Écrit le jeudi 26 mars 2015 par PG Luneau
Dans mon dernier billet, j'ai critiqué Playlist, une série française qui illustrait de belle façon tous les bienfaits que la participation à un groupe de musique pouvait apporter au développement social d'un ado et à la structuration de son identité. Dans Drame, son deuxième roman graphique, l'Américaine Raina Telgemeier exploite pas mal le même créneau... mais par le biais du théâtre : ici, c'est la production d'une petite comédie musicale par un groupe de jeunes du secondaire qui sert de prétexte à cette savoureuse tranche de vie!!
Avec le même dessin gentiment semi-caricatural qui a fait le succès de Souris!, sa première œuvre, et le même humour ultra-sympathique et contagieux qui semble être le sien, madame Telgemeier nous raconte les hauts et les bas que traverse une équipe de production. Entre Léo à la régie, Élise aux costumes et Matt aux éclairages, on suit principalement les déboires de Callie, une jeune adolescente dégourdie et débrouillarde, qui reçoit le mandat de concevoir décors et effets spéciaux!! Tout au long de l'année scolaire, on la verra vivre ses premiers émois amoureux et développer des sentiments nouveaux envers une paire de jumeaux très talentueux mais fort différents l'un de l'autre. Au détour des couloirs, on assistera aussi aux prises de bec et aux embrassades de quelques-uns des comédiens et comédiennes, à peu près tous gérés par Véro, la diva de service!!?
Tout comme dans Playlist, le groupe de jeunes protagonistes est très attachant et on prend plaisir à découvrir leur personnalité propre. Tout comme dans Playlist, on s'intéresse aussi au projet en tant que tel, on s'inquiète des pépins qui se dressent tout au cours de la production et on souhaite sincèrement que les représentations se déroulent sans anicroche! ;^)
Ce qui est indéniablement spécifique à Drame, par contre, c'est l'américanité du contexte. On a beau croire que les jeunes qui montent des shows vivent un peu la même chose, peu importe où ils se trouvent sur la planète, il n'en demeure pas moins que les lieux et les expressions colorent ces situations d'une identité culturelle propre à chacun. J'ai l'impression que ça teinte même les réactions des protagonistes!! J'ai donc été étonnamment surpris de constater à quel point je me suis beaucoup plus retrouvé, en tant que Québécois, dans Drame que dans Playlist!!?? J'ai pourtant fait autant de théâtre que de musique, à l'âge de ces personnages!!? Je ne peux attribuer ma préférence qu'au contexte culturel. D'ailleurs, je suis convaincu que les jeunes ados du Québec se reconnaîtront beaucoup plus dans le livre de la très américaine madame Telgemeier que dans la très franco-française série Playlist, simplement à cause du vocabulaire (la traduction de Drame, réalisée par France Gladu, est bien de chez-nous) et des divers éléments de décors (systèmes routiers, agencements des pièces dans les maisons, etc...)! C'est tout de même fascinant!!!

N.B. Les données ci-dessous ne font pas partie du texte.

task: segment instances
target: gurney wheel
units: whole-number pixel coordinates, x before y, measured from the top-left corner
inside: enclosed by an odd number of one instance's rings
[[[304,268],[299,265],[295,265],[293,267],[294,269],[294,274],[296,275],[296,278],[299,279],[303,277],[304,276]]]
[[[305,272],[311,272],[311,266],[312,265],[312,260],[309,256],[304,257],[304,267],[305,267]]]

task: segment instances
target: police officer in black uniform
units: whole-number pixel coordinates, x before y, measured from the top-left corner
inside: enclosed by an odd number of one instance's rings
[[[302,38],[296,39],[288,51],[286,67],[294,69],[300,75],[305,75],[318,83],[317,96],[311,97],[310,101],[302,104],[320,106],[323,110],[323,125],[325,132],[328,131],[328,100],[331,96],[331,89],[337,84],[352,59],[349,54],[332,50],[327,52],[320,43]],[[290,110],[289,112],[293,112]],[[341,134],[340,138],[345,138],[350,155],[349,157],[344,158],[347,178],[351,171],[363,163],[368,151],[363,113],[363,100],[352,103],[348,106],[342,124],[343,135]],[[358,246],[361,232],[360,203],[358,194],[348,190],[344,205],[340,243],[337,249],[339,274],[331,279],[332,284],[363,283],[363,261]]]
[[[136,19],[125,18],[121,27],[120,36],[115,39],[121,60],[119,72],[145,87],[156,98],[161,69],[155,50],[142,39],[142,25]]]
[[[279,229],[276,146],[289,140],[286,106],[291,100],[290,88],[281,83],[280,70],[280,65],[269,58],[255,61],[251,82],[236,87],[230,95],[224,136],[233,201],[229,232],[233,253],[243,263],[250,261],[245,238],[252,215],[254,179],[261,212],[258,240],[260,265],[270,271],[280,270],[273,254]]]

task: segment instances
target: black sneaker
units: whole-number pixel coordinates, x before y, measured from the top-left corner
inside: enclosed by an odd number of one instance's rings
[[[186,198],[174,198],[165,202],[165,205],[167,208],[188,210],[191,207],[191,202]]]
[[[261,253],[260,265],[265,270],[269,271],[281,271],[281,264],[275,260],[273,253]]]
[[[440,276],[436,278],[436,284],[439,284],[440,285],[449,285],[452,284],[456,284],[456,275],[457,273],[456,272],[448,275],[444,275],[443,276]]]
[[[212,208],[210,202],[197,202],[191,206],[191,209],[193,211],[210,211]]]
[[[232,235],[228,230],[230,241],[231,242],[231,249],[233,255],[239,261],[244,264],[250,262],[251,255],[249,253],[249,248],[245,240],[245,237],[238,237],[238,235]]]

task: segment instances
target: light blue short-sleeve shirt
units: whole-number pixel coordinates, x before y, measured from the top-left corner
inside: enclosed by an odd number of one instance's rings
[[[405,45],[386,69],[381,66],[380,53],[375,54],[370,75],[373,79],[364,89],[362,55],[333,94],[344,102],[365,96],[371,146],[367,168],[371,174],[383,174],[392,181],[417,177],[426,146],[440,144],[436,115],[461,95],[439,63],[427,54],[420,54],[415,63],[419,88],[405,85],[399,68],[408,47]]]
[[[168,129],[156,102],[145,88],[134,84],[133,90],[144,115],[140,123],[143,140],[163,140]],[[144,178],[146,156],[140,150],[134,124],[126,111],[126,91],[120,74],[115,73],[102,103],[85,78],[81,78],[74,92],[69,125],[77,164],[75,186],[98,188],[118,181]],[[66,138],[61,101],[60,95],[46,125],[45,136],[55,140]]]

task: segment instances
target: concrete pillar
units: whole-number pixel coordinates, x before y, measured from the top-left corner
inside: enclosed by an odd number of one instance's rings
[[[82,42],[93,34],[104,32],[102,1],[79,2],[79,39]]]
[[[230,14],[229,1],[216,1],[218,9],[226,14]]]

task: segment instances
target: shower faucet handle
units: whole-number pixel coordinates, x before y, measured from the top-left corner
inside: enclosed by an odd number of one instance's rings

Alors, si vous vous demandez ce qui se passe dans les coulisses d'un spectacle musical et rêvez depuis toujours de vous y pointer le nez, Drame, malgré son titre un peu excessif, est un album tout désigné pour vous! Un récit touchant où humour et émotions se répondent régulièrement, un roman graphique qui devrait plaire à pas mal tout le monde, dès 12 ans! ;^)
À lire aussi : Allie critique Drame, tandis que Yaneck, critique l'album En scène!... qui est en fait la version européenne de ce même livre, mais éditée chez Akileos, dans une toute autre traduction!! ;^)
Plus grandes forces de cette BD6)
- les dessins, toujours aussi adorables que dans Souris!, le premier opus de madame Telgemeier! Ils sont relativement simples, sans tomber dans le simpliste : une belle ligne claire, épurée, sans fioriture, qui donne un résultat très net, agréable à l'œil. J'adore ce style!
- les couleurs. Super vives, super pimpantes, elles sont d'une efficacité à toute épreuve. Il s'agit là de mon type de coloration préféré, je crois. ;^)
- une amusante petite mise en abîme! Puisque cette histoire raconte la préparation d'un spectacle théâtral, l'auteure a pensé l'introduire de manière conceptuelle, comme si le récit lui-même était une pièce! Donc, plutôt que des chapitres, on parle ici d'actes!! Puis, on débute l'album avec l'extinction progressive des lumières d'une grande salle, le début de la musique, l'allumage des projecteurs, puis l'entrée des comédiens qui s'avancent devant un décor de carton... pour se retrouver, la page suivante, dans la rue, là où l'histoire débute réellement!! De même, en plein centre du livre, on a droit à un entracte (p.139 à 142) pour s'étirer un peu, grignoter une petite collation... et permettre aux techniciens de changer les décors!! Plaisante idée!!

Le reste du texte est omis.